José Antonio Casanova (February 18, 1918 – July 8, 1999) was a shortstop and manager in Venezuelan baseball. He batted and threw right handed.

Born in Maracaibo, Zulia, Casanova is regarded as the most successful manager in Venezuelan baseball history. A five-time championship manager, he also led his teams to several international titles in a career that spanned more than three decades.

Casanova started his professional career in unaffiliated Venezuelan first division league in 1937, playing for the Centauros, Vencedor, Cardenales and Cervecería clubs, managing also Cervecería to a title in 1943, before joining the Venezuelan Professional Baseball League in its inaugural season of . 

During this stint he also played for the Venezuela national baseball team that captured the 1941 Amateur World Series championship in Havana, in which he won the AWS Most Valuable Player honors.   

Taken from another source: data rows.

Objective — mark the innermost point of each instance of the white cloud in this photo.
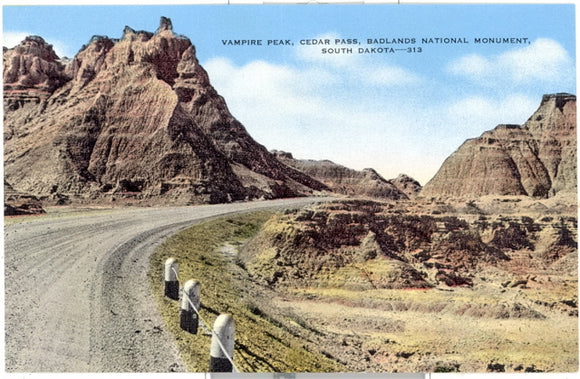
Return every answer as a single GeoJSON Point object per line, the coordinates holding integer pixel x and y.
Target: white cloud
{"type": "Point", "coordinates": [362, 69]}
{"type": "Point", "coordinates": [477, 113]}
{"type": "Point", "coordinates": [315, 113]}
{"type": "Point", "coordinates": [544, 60]}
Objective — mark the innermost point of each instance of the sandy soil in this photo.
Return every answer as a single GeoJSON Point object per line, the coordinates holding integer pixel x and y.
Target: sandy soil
{"type": "Point", "coordinates": [77, 297]}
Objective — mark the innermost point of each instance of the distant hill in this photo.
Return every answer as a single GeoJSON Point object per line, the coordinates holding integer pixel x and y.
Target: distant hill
{"type": "Point", "coordinates": [535, 159]}
{"type": "Point", "coordinates": [346, 181]}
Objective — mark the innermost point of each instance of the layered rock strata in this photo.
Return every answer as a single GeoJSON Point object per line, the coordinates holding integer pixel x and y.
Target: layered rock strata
{"type": "Point", "coordinates": [535, 159]}
{"type": "Point", "coordinates": [346, 181]}
{"type": "Point", "coordinates": [135, 117]}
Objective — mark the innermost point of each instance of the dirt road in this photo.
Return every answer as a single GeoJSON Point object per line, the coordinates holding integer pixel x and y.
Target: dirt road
{"type": "Point", "coordinates": [77, 298]}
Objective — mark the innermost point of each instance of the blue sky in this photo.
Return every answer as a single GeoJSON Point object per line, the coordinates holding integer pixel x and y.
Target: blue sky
{"type": "Point", "coordinates": [396, 112]}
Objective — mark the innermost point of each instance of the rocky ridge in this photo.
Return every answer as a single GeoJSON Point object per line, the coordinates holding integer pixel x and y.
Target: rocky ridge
{"type": "Point", "coordinates": [350, 182]}
{"type": "Point", "coordinates": [535, 159]}
{"type": "Point", "coordinates": [361, 245]}
{"type": "Point", "coordinates": [134, 118]}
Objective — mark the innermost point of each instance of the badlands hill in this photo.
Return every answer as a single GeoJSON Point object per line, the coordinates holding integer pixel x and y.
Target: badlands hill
{"type": "Point", "coordinates": [535, 159]}
{"type": "Point", "coordinates": [131, 118]}
{"type": "Point", "coordinates": [346, 181]}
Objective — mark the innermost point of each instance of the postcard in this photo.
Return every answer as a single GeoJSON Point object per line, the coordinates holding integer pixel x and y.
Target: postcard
{"type": "Point", "coordinates": [290, 189]}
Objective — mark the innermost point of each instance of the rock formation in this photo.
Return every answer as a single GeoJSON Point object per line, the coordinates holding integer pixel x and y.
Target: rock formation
{"type": "Point", "coordinates": [17, 203]}
{"type": "Point", "coordinates": [133, 118]}
{"type": "Point", "coordinates": [407, 185]}
{"type": "Point", "coordinates": [366, 244]}
{"type": "Point", "coordinates": [346, 181]}
{"type": "Point", "coordinates": [536, 159]}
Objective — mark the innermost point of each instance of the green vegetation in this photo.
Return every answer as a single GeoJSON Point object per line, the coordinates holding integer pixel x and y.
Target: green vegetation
{"type": "Point", "coordinates": [263, 343]}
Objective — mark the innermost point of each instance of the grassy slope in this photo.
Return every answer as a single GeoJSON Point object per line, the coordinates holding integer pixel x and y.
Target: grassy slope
{"type": "Point", "coordinates": [262, 345]}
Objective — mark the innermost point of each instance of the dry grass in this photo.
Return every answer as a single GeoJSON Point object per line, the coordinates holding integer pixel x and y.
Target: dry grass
{"type": "Point", "coordinates": [263, 343]}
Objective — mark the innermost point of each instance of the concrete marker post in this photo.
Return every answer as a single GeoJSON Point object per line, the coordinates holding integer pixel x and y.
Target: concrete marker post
{"type": "Point", "coordinates": [170, 276]}
{"type": "Point", "coordinates": [188, 318]}
{"type": "Point", "coordinates": [223, 328]}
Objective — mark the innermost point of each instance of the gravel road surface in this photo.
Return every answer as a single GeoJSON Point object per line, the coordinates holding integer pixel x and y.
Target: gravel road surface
{"type": "Point", "coordinates": [77, 297]}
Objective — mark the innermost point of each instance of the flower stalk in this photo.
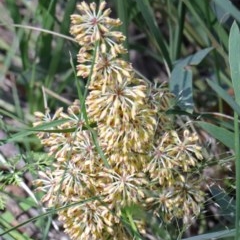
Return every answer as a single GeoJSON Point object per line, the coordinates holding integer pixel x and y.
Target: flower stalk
{"type": "Point", "coordinates": [150, 160]}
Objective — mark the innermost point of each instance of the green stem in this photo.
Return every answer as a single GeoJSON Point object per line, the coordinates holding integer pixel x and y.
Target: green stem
{"type": "Point", "coordinates": [237, 154]}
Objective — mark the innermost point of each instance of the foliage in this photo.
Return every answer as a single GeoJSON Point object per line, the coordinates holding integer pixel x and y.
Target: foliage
{"type": "Point", "coordinates": [189, 43]}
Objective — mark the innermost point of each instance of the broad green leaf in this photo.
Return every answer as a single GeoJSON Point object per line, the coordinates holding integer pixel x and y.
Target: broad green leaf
{"type": "Point", "coordinates": [221, 134]}
{"type": "Point", "coordinates": [225, 96]}
{"type": "Point", "coordinates": [227, 203]}
{"type": "Point", "coordinates": [193, 59]}
{"type": "Point", "coordinates": [215, 235]}
{"type": "Point", "coordinates": [229, 8]}
{"type": "Point", "coordinates": [145, 9]}
{"type": "Point", "coordinates": [181, 86]}
{"type": "Point", "coordinates": [181, 79]}
{"type": "Point", "coordinates": [27, 132]}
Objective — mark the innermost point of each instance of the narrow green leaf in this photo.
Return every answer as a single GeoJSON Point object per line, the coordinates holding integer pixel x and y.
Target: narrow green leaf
{"type": "Point", "coordinates": [234, 59]}
{"type": "Point", "coordinates": [221, 134]}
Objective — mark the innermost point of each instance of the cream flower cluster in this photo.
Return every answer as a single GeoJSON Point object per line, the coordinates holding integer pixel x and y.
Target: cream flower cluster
{"type": "Point", "coordinates": [150, 162]}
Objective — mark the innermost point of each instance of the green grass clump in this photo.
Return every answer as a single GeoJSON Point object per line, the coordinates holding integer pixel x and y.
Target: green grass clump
{"type": "Point", "coordinates": [192, 45]}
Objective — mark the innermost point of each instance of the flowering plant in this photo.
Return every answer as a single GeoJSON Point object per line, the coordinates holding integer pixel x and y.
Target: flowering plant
{"type": "Point", "coordinates": [149, 161]}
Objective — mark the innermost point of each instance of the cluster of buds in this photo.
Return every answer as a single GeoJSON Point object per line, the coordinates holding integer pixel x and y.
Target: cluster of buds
{"type": "Point", "coordinates": [149, 162]}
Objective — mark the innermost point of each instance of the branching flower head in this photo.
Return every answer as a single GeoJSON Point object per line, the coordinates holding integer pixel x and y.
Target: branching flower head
{"type": "Point", "coordinates": [149, 161]}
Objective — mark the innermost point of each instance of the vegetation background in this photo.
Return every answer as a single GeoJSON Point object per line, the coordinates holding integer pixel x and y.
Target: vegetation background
{"type": "Point", "coordinates": [193, 45]}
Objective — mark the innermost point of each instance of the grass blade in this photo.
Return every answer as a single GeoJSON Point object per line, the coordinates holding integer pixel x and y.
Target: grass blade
{"type": "Point", "coordinates": [234, 60]}
{"type": "Point", "coordinates": [147, 13]}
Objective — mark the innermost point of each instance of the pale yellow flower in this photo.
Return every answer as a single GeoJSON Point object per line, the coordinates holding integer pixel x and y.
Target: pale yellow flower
{"type": "Point", "coordinates": [117, 103]}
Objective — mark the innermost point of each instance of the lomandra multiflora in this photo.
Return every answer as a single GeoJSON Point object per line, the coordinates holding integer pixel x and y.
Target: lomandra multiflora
{"type": "Point", "coordinates": [148, 162]}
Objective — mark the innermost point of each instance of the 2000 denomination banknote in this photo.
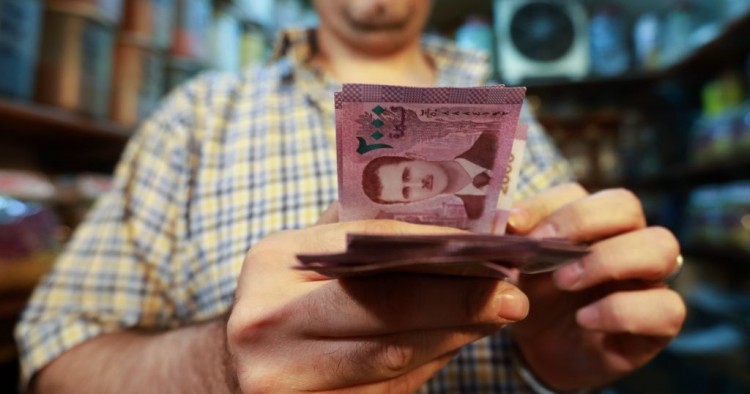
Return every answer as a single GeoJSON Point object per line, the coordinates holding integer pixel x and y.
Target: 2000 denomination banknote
{"type": "Point", "coordinates": [438, 156]}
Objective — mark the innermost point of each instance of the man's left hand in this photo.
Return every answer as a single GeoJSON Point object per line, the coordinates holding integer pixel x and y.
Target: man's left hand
{"type": "Point", "coordinates": [600, 318]}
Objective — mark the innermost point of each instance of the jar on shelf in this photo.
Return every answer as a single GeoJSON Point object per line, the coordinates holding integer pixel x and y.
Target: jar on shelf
{"type": "Point", "coordinates": [20, 26]}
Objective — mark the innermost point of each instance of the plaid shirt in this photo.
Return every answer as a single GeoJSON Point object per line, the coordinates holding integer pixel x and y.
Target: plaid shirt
{"type": "Point", "coordinates": [225, 161]}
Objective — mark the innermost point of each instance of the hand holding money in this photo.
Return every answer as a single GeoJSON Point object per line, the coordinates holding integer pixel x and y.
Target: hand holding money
{"type": "Point", "coordinates": [442, 156]}
{"type": "Point", "coordinates": [299, 331]}
{"type": "Point", "coordinates": [610, 311]}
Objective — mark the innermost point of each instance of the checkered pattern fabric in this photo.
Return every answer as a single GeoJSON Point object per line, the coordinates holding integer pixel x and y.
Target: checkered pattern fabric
{"type": "Point", "coordinates": [225, 161]}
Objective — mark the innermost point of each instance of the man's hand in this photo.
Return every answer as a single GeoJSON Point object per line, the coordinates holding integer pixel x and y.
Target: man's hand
{"type": "Point", "coordinates": [596, 320]}
{"type": "Point", "coordinates": [295, 331]}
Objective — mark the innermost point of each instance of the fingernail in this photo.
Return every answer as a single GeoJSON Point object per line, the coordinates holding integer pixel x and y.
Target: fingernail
{"type": "Point", "coordinates": [518, 219]}
{"type": "Point", "coordinates": [569, 277]}
{"type": "Point", "coordinates": [545, 231]}
{"type": "Point", "coordinates": [588, 317]}
{"type": "Point", "coordinates": [511, 306]}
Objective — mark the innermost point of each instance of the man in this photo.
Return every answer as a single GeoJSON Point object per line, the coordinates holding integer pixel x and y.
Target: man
{"type": "Point", "coordinates": [391, 180]}
{"type": "Point", "coordinates": [138, 302]}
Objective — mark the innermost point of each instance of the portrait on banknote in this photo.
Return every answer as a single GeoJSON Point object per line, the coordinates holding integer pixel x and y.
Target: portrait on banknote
{"type": "Point", "coordinates": [438, 159]}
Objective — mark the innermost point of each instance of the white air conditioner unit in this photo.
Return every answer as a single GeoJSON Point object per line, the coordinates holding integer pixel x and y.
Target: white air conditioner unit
{"type": "Point", "coordinates": [541, 39]}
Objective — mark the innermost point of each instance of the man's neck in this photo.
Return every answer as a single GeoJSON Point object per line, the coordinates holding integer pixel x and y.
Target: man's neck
{"type": "Point", "coordinates": [407, 66]}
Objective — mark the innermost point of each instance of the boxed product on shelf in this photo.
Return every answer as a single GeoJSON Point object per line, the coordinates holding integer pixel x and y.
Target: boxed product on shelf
{"type": "Point", "coordinates": [75, 64]}
{"type": "Point", "coordinates": [77, 193]}
{"type": "Point", "coordinates": [192, 22]}
{"type": "Point", "coordinates": [27, 229]}
{"type": "Point", "coordinates": [26, 185]}
{"type": "Point", "coordinates": [150, 20]}
{"type": "Point", "coordinates": [737, 214]}
{"type": "Point", "coordinates": [721, 137]}
{"type": "Point", "coordinates": [20, 24]}
{"type": "Point", "coordinates": [138, 79]}
{"type": "Point", "coordinates": [108, 10]}
{"type": "Point", "coordinates": [179, 70]}
{"type": "Point", "coordinates": [719, 216]}
{"type": "Point", "coordinates": [705, 217]}
{"type": "Point", "coordinates": [254, 44]}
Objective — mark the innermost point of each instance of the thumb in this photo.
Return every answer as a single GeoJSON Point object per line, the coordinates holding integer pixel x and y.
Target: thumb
{"type": "Point", "coordinates": [330, 215]}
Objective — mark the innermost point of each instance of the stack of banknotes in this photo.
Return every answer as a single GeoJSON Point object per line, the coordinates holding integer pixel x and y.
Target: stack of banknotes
{"type": "Point", "coordinates": [445, 156]}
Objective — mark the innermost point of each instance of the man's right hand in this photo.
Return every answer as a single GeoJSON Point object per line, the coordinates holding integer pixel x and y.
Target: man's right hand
{"type": "Point", "coordinates": [297, 331]}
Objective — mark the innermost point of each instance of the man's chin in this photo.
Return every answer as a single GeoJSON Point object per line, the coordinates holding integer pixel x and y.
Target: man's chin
{"type": "Point", "coordinates": [382, 42]}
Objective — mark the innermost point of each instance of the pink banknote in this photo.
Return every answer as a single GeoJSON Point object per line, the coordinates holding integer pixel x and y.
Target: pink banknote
{"type": "Point", "coordinates": [442, 156]}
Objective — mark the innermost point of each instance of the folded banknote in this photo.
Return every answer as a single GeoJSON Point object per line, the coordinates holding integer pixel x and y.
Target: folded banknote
{"type": "Point", "coordinates": [465, 254]}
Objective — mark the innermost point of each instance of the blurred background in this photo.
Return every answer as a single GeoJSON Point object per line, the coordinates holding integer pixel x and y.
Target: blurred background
{"type": "Point", "coordinates": [651, 95]}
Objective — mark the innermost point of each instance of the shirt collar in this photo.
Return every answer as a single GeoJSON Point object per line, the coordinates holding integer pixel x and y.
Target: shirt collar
{"type": "Point", "coordinates": [294, 48]}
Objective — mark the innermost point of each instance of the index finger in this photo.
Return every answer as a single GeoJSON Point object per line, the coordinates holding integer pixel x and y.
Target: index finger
{"type": "Point", "coordinates": [527, 214]}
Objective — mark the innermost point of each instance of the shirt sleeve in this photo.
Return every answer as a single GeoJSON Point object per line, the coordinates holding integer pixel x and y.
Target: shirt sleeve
{"type": "Point", "coordinates": [543, 165]}
{"type": "Point", "coordinates": [111, 275]}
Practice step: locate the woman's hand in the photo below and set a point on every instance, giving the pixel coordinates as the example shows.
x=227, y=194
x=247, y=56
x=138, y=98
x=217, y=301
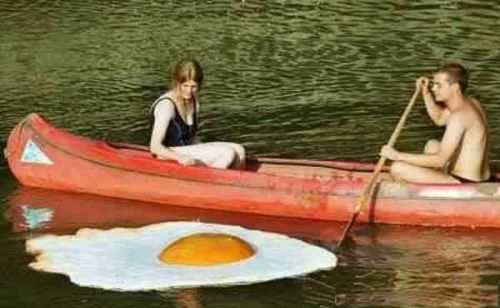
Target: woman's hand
x=389, y=152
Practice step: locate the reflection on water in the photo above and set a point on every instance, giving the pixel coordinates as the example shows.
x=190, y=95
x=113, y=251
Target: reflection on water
x=384, y=266
x=308, y=79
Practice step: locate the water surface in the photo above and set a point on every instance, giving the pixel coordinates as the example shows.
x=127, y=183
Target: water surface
x=305, y=79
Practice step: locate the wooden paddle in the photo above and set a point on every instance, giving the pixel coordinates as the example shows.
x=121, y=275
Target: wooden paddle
x=370, y=187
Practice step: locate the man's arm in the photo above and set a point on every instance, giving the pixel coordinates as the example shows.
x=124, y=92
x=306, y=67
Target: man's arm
x=450, y=142
x=163, y=115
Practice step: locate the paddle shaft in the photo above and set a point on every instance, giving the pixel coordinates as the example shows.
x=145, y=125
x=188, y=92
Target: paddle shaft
x=370, y=187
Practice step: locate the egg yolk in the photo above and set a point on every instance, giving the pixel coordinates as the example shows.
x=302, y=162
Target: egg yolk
x=206, y=249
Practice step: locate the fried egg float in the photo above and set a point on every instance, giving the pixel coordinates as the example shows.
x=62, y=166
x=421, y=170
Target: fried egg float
x=175, y=255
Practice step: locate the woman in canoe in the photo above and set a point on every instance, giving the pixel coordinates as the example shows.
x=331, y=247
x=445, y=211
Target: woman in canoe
x=175, y=121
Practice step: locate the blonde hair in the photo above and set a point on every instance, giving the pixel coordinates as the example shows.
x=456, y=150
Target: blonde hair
x=186, y=70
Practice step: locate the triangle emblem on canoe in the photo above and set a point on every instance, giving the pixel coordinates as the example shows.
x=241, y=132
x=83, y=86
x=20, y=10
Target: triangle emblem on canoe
x=33, y=154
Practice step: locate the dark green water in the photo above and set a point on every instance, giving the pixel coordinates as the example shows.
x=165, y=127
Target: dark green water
x=308, y=79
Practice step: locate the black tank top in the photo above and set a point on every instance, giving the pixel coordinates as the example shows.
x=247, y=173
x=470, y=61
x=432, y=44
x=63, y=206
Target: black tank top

He then launched a fruitful managing career in the VPBL through the 1966 season, winning four titles with the Cervecería Caracas (1947–1948), Leones del Caracas (1952) and Tiburones de la Guaira (1964). Overall, he posted a 436–402 record for a .520 winning percentage.

In addition, he guided the Venezuelan team that clinched championships in the Baseball World Cup in 1944 and 1945, as well as the team that won gold medal at the 1959 Pan American Games held in Chicago. Besides this, he served as manager for the Venezuelan Military Academy team during 29 years. A baseball park in Caracas is named after him.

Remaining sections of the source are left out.